Ein Kongress-Kommentar über Kindertheater auf Kampnagel

Wie formen Kinder und Erwachsene gemeinsam eine facettenreiche und lebendige kulturelle Landschaft, (…) an der jeder teilhat?“ und „Wie kann man voneinander und miteinander gleichberechtigt lernen?“ Entlang dieser und ähnlicher Leitfragen entwickelte das Gießener Theaterkollektiv „Skart“ auf Kampnagel, mit Förderung des Fonds Doppelpass der Bundeskulturstiftung, im Laufe des Jahres 2014, Performances für junges Publikum. Zur Halbzeit ihrer künstlerischen Zusammenarbeit luden die Kooperationspartner zum zweitägigen „experimentelle(n) Kongress“ „Masters of the Universe“ ein.
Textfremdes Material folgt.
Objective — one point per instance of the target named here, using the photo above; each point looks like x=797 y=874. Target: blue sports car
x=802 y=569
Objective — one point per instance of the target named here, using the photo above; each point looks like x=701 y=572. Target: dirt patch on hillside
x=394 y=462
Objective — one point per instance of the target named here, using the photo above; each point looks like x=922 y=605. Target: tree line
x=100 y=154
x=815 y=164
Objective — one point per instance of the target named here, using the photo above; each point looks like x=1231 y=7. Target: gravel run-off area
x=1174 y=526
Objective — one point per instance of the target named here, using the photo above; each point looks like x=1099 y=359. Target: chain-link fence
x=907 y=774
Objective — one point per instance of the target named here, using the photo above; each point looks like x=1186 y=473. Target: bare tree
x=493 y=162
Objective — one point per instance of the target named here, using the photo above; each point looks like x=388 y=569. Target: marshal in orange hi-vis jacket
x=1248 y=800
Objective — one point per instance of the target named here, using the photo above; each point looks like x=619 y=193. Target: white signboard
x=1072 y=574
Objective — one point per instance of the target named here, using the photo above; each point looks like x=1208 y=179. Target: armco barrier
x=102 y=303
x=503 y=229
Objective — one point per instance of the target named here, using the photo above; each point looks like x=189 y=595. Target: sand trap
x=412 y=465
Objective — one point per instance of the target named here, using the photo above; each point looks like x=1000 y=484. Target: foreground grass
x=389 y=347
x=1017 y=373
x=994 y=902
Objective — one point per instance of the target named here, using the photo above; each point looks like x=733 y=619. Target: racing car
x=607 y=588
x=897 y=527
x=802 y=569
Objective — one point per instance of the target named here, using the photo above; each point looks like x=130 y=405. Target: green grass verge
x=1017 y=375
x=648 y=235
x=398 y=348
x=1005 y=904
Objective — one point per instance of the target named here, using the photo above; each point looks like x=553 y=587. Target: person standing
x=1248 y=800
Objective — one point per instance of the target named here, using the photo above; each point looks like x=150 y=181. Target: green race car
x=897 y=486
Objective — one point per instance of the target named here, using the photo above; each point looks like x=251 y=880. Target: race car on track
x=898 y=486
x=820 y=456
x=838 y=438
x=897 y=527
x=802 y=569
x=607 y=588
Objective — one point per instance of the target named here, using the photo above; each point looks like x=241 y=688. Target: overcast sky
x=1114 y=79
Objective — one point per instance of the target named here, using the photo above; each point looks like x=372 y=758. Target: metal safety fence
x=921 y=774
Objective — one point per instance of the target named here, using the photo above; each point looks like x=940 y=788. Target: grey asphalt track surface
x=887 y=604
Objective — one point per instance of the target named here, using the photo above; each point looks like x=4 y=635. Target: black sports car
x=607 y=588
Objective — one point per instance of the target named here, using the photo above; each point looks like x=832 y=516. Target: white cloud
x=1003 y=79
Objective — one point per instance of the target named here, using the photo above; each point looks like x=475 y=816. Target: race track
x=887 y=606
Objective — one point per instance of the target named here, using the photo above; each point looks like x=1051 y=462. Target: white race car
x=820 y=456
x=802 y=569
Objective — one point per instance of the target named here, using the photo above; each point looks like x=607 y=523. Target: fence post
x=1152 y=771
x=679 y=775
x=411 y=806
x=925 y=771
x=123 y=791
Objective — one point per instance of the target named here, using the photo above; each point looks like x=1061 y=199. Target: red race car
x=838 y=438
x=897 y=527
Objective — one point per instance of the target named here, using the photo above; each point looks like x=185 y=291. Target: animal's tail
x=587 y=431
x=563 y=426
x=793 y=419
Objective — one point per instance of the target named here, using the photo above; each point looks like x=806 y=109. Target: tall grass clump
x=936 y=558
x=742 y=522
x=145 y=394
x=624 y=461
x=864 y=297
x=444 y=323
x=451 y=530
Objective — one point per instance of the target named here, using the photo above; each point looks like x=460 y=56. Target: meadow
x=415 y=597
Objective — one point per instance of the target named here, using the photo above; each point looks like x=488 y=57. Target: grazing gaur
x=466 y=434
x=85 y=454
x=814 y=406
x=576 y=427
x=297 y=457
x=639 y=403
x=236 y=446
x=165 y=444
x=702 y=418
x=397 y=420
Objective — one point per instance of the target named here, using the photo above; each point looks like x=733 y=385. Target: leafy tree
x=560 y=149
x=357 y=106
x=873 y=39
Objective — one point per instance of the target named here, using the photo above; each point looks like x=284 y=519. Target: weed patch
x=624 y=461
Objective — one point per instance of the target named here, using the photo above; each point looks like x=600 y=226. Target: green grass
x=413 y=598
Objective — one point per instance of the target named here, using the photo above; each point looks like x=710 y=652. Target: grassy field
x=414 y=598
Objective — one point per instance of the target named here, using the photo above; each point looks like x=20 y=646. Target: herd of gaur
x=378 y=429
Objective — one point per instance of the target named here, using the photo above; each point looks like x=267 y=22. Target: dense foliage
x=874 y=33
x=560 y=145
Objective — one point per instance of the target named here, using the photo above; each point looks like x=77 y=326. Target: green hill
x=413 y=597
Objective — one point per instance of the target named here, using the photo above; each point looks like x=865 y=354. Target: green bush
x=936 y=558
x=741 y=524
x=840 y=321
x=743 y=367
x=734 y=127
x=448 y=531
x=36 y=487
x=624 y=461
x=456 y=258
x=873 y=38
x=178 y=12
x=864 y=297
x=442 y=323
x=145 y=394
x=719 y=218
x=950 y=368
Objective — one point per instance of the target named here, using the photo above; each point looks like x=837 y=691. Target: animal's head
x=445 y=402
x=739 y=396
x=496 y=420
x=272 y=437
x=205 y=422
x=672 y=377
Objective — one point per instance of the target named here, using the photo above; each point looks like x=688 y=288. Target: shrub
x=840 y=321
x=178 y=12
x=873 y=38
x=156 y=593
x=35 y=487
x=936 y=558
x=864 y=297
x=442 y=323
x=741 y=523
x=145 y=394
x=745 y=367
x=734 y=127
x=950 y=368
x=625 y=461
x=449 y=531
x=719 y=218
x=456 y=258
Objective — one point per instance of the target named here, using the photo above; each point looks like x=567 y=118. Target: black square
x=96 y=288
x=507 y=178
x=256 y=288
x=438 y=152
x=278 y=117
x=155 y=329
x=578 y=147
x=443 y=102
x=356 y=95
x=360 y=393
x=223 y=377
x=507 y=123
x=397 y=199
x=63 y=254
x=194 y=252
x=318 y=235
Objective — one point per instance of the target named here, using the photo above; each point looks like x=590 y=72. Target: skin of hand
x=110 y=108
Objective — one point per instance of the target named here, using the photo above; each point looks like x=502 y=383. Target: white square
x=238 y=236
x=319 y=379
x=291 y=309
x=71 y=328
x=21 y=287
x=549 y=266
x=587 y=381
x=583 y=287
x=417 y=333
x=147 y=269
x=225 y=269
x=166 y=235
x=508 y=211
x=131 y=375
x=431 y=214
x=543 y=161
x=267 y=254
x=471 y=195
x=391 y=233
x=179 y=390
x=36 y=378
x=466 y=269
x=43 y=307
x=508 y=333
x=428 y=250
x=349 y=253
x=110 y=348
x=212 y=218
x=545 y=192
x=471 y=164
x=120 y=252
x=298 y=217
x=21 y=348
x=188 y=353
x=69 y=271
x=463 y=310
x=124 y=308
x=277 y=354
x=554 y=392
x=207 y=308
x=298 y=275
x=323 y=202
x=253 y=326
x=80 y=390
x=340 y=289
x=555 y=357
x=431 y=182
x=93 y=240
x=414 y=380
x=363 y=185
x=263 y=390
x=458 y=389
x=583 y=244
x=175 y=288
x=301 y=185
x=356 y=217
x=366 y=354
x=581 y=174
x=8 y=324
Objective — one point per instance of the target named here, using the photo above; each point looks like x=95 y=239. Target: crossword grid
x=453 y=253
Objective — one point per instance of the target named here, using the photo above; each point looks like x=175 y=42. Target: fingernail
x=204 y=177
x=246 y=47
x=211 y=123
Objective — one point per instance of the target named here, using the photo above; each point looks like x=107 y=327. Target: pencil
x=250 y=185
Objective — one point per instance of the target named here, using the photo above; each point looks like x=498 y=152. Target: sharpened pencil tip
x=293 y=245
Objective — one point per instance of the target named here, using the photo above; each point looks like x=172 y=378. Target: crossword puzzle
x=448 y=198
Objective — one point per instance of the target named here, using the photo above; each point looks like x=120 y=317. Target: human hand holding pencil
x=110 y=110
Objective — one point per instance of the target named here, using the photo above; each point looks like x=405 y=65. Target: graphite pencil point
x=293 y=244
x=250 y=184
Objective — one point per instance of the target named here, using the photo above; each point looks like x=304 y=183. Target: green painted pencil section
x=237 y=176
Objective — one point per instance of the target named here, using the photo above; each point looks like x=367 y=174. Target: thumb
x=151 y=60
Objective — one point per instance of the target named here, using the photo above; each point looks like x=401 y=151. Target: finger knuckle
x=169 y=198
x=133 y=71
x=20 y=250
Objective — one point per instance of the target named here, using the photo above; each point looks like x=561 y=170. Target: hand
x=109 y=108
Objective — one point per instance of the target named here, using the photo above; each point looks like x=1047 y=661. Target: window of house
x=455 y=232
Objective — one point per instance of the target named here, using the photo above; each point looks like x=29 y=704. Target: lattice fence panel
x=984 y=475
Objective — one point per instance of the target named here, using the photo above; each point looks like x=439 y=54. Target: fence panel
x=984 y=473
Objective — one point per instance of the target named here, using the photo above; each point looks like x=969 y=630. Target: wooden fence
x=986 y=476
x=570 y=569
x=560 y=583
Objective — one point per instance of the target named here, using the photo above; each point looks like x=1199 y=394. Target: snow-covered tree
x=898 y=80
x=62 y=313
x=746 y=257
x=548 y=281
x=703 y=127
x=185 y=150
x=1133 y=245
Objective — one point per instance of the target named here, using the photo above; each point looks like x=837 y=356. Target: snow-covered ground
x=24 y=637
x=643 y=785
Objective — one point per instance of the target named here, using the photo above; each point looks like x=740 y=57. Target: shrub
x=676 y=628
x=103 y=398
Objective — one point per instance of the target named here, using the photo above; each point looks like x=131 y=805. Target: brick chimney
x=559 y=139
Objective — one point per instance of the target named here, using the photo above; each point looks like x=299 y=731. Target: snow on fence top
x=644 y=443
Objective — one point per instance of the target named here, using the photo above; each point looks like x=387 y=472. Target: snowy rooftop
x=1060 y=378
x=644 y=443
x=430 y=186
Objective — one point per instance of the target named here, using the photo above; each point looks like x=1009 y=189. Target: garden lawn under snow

Vom 20. bis zum 22.11.2014 waren hier gleichberechtigt sowohl junge, als auch alte „Theaterguckende, Theaterschaffende und Theaterlehrende“ dazu aufgefordert, gemeinsam mit Theaterkollektiven aus Hamburg und anderswo „ein Theater der neuen Generation zu diskutieren und zu formulieren“.

 

 Ein offenes Forum zum Austausch und zum gemeinsamen Hinterfragen und Weiterdenken eines Kinder- und Jugendtheaters wurde sowohl im Internet als auch im Programmheftvielversprechend angepriesen. Sowohl Vorträge und Präsentationen, unter anderem von Sibylle Peters (Fundus-Theater Hamburg) und Dramaturg Jan Deck („Stop Teaching“), lieferten den Kongressteilnehmern und Impulse zu Diskussionen, sollten erklären, befragen und vergleichen, was Theaterschaffende, -guckende und -lehrende, unter Kinder-und Jugendtheater verstehen und wo ein Umdenken erforderlich wäre. Vereinzelt fanden im Rahmen der Workshops angeleitete Diskussionen statt, denen beigewohnt werden konnte, sofern die interessierten Kongressteilnehmer noch einen der limitierten Plätze ergattern konnten. Leider fand der erwartete und durchaus die Veranstaltungsbezeichnung „Kongress“ legitimierende Austausch mit Kindern und Kollektiven ihren Raum weniger in moderierten Gesprächsrunden oder produktiven Arbeitsgruppen, sondern wenn überhaupt eigeninitiativ in Leerlaufphasen zwischen Workshops und gemeinsamen Mahlzeiten.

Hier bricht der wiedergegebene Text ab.